The Maltese work hard but play hard too. In the summer, the beaches are packed during the day and, as the sun sets, people change out of their beach wear and into their light, summer attire and gather in the many bars, restaurants or clubs. In the smaller villages, people spend their evenings socialising on street corners or in pjazzas with their friends, family and neighbours.

In winter, the islands may look dead but if you start to explore the village side streets you’ll find busy and bustling restaurants and wine bars as people seek shelter from the cold with a bottle of red wine and good company.

There are also plenty of exhibitions, theatres and live music gigs to enjoy at any time of the year.

Lifestyle in Malta - Guide to Living and Working in Malta - Broadwing
Education & Healthcare in Malta - Guide to Working in Malta - Broadwing

The health system

Another selling point is Malta’s healthcare system. The country has a great selection of private clinics and services but it also boasts a fully public healthcare system which is free for its residents. Both options provide you with doctors and practitioners of the highest quality.

The education system

Education in Malta is compulsory until the age of 16. Children attend any of the multiple public, private or church schools around the islands. The system starts at the pre-primary stage for children between 3-5 years old, followed by primary (5-11), secondary (ages 11-16) and tertiary education.

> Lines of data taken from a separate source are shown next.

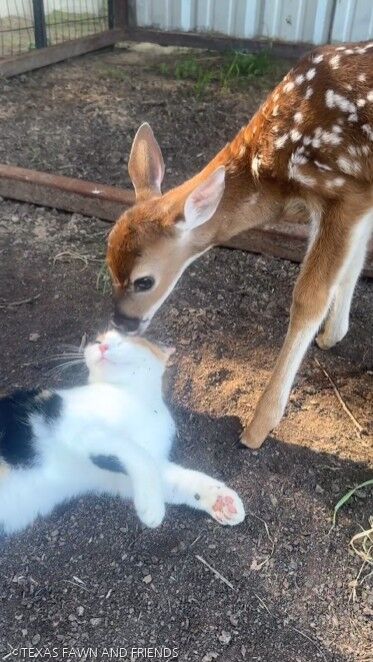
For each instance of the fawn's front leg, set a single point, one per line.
(312, 295)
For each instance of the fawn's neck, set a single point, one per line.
(248, 200)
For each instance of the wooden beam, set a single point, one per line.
(217, 42)
(20, 64)
(284, 240)
(58, 192)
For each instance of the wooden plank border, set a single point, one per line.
(217, 42)
(283, 240)
(66, 193)
(42, 57)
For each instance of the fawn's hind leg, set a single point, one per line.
(313, 292)
(337, 322)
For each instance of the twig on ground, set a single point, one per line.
(262, 563)
(360, 429)
(291, 627)
(216, 572)
(12, 304)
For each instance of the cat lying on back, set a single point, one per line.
(51, 442)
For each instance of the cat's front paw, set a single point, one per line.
(223, 504)
(150, 511)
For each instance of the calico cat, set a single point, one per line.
(112, 435)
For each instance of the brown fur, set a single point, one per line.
(310, 144)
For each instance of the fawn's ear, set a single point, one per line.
(203, 202)
(146, 165)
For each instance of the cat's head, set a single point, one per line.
(115, 357)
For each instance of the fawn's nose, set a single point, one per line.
(124, 323)
(103, 347)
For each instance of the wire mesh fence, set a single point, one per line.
(29, 24)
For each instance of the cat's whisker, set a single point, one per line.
(67, 364)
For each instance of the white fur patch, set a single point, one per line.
(334, 61)
(337, 182)
(321, 166)
(298, 159)
(255, 165)
(368, 130)
(295, 135)
(331, 138)
(281, 140)
(348, 166)
(335, 100)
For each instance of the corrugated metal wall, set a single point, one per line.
(316, 21)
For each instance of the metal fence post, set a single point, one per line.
(121, 13)
(40, 29)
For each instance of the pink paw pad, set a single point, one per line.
(225, 505)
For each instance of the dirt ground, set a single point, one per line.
(91, 575)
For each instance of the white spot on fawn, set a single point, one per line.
(348, 166)
(295, 135)
(368, 130)
(335, 100)
(331, 138)
(255, 163)
(336, 182)
(280, 142)
(296, 174)
(321, 166)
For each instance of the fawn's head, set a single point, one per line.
(154, 241)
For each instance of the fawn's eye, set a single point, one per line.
(143, 284)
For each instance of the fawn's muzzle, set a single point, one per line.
(124, 323)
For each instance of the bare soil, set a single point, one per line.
(91, 575)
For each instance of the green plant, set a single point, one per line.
(233, 68)
(114, 73)
(345, 499)
(103, 279)
(361, 543)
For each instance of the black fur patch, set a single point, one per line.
(16, 437)
(108, 462)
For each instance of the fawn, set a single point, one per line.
(311, 142)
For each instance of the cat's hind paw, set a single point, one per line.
(223, 504)
(150, 511)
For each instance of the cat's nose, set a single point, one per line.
(103, 347)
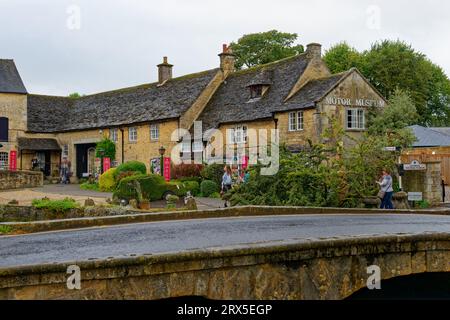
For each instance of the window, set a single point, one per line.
(132, 134)
(113, 135)
(296, 121)
(4, 161)
(255, 91)
(154, 132)
(4, 127)
(356, 119)
(65, 153)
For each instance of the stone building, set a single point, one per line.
(298, 96)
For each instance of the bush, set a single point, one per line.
(192, 186)
(130, 166)
(213, 172)
(209, 187)
(185, 170)
(153, 187)
(89, 186)
(106, 182)
(55, 205)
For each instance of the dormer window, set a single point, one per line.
(256, 91)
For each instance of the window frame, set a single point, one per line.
(132, 134)
(154, 129)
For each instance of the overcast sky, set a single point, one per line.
(87, 46)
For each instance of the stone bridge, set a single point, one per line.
(322, 269)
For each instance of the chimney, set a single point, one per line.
(227, 59)
(164, 71)
(314, 50)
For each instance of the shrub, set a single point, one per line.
(106, 182)
(152, 186)
(209, 187)
(213, 172)
(192, 186)
(89, 186)
(133, 166)
(185, 170)
(55, 205)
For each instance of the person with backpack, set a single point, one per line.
(386, 190)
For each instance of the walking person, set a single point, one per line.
(386, 190)
(227, 181)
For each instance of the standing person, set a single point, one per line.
(226, 182)
(386, 190)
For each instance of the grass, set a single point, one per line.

After completing secondary school, there are a number of different options for people seeking to further their education including, but not limited to, the University of Malta which offeres a vast range of bachelors degrees, diplomas, masters and doctoral programmes which form part of the European credit system (ECTS).

Working in Malta

A regular working week consists of 40 hours and you can legally work an extra 8 hours which must be paid to you as overtime. As of the 1st of January 2020, employers are entitled to 216 hours of paid vacation leave (27 days) and, generally, 2 weeks of paid sick leave. There is also a healthy number of public holidays to look forward to throughout the year. By law, anyone is entitled to 18 weeks of uninterrupted maternity leave and your employer pays you for the first 14.

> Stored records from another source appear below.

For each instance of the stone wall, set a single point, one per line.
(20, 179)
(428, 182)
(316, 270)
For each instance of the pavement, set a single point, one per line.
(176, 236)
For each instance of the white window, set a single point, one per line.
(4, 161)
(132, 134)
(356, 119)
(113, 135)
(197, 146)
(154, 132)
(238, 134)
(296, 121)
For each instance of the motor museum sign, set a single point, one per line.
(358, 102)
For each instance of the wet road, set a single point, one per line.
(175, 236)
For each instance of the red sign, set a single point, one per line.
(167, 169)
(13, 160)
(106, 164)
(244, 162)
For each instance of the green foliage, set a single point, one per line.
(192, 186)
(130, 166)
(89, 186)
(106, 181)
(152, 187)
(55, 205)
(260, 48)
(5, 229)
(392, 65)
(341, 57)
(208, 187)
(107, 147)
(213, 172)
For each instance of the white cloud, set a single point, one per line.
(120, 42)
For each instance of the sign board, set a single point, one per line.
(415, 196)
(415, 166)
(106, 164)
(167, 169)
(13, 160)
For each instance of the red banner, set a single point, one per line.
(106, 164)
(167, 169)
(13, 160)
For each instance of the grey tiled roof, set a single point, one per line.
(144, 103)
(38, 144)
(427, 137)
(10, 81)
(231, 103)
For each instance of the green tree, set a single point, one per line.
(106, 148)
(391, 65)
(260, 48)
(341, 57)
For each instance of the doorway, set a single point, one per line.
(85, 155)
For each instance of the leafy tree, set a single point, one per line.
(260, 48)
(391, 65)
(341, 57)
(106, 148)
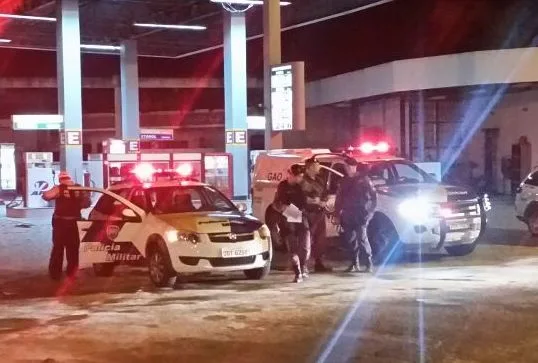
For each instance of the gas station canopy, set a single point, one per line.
(162, 28)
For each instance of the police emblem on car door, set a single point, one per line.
(107, 235)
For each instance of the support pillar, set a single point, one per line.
(272, 55)
(70, 86)
(235, 94)
(130, 108)
(117, 107)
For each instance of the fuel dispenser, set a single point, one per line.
(39, 176)
(8, 170)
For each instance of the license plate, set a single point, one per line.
(235, 252)
(458, 226)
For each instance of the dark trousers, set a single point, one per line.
(297, 239)
(318, 233)
(64, 238)
(356, 239)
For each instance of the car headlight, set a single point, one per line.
(417, 210)
(177, 236)
(264, 232)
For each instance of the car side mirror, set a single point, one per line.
(379, 182)
(130, 215)
(241, 206)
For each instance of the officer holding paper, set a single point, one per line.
(290, 200)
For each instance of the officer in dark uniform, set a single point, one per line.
(68, 205)
(295, 233)
(316, 200)
(355, 204)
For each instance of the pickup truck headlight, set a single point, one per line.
(177, 236)
(264, 232)
(416, 210)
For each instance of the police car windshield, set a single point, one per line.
(396, 172)
(171, 200)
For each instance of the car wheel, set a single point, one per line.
(258, 273)
(160, 268)
(532, 223)
(461, 250)
(384, 240)
(103, 269)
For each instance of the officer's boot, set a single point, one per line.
(305, 272)
(298, 274)
(354, 267)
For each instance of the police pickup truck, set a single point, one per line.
(415, 212)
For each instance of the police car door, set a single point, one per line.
(108, 232)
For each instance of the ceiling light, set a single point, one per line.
(27, 17)
(247, 2)
(99, 47)
(171, 26)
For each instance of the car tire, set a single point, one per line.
(104, 269)
(258, 273)
(384, 240)
(461, 250)
(532, 223)
(160, 268)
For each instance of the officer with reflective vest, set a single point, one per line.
(316, 199)
(294, 232)
(355, 205)
(65, 237)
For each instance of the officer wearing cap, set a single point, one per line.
(355, 204)
(316, 199)
(65, 237)
(294, 232)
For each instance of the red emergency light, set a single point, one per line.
(185, 169)
(368, 147)
(144, 172)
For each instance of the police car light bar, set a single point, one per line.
(370, 147)
(144, 172)
(185, 170)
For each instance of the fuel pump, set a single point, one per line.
(39, 174)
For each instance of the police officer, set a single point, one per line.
(316, 200)
(68, 205)
(355, 204)
(294, 232)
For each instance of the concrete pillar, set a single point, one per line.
(117, 108)
(271, 56)
(130, 109)
(70, 86)
(235, 93)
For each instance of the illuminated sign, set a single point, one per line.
(71, 137)
(37, 122)
(236, 137)
(287, 97)
(156, 134)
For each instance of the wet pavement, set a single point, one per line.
(479, 308)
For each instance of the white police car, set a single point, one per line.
(414, 213)
(527, 202)
(172, 226)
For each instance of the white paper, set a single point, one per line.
(293, 214)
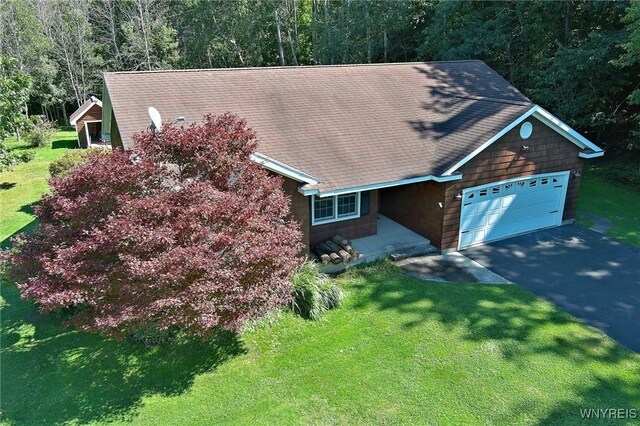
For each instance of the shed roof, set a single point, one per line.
(346, 126)
(84, 108)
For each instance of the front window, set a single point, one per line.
(335, 208)
(323, 209)
(347, 205)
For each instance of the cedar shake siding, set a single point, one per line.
(548, 152)
(363, 226)
(416, 207)
(94, 114)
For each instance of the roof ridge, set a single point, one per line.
(488, 99)
(280, 67)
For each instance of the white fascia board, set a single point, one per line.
(547, 118)
(378, 185)
(556, 124)
(485, 145)
(591, 154)
(283, 169)
(84, 111)
(106, 111)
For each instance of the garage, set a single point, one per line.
(503, 209)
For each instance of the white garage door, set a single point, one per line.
(507, 208)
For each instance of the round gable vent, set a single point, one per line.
(526, 130)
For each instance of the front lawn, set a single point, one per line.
(616, 203)
(399, 351)
(24, 185)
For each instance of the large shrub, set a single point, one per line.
(40, 133)
(71, 159)
(183, 231)
(313, 291)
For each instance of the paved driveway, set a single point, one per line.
(594, 278)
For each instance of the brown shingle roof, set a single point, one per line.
(83, 108)
(347, 126)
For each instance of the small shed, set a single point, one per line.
(88, 122)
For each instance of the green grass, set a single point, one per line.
(400, 350)
(22, 187)
(618, 204)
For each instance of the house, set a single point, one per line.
(449, 150)
(88, 123)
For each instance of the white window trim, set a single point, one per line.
(335, 217)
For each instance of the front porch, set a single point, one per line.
(391, 240)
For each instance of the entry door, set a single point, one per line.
(503, 209)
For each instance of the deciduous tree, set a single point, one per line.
(185, 230)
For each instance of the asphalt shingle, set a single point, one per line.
(347, 126)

Generally speaking, most people start a new job on a six-month probation period where the employer can terminate the contract without needing to provide much reason. Beyond the probation period, an employee wishing to leave their job would need to work a notice period, the length of which depends on how long you have been working there.

Of course, different types of employment contracts can have varying conditions so it is always a good idea to go over your contract thoroughly before signing it. It might even be worth having a lawyer look through it too.

Malta has a lot to offer from a great lifestyle to lots of great job opportunities and a number of public services which make it an ideal place for you to hang your hat for a while or longer.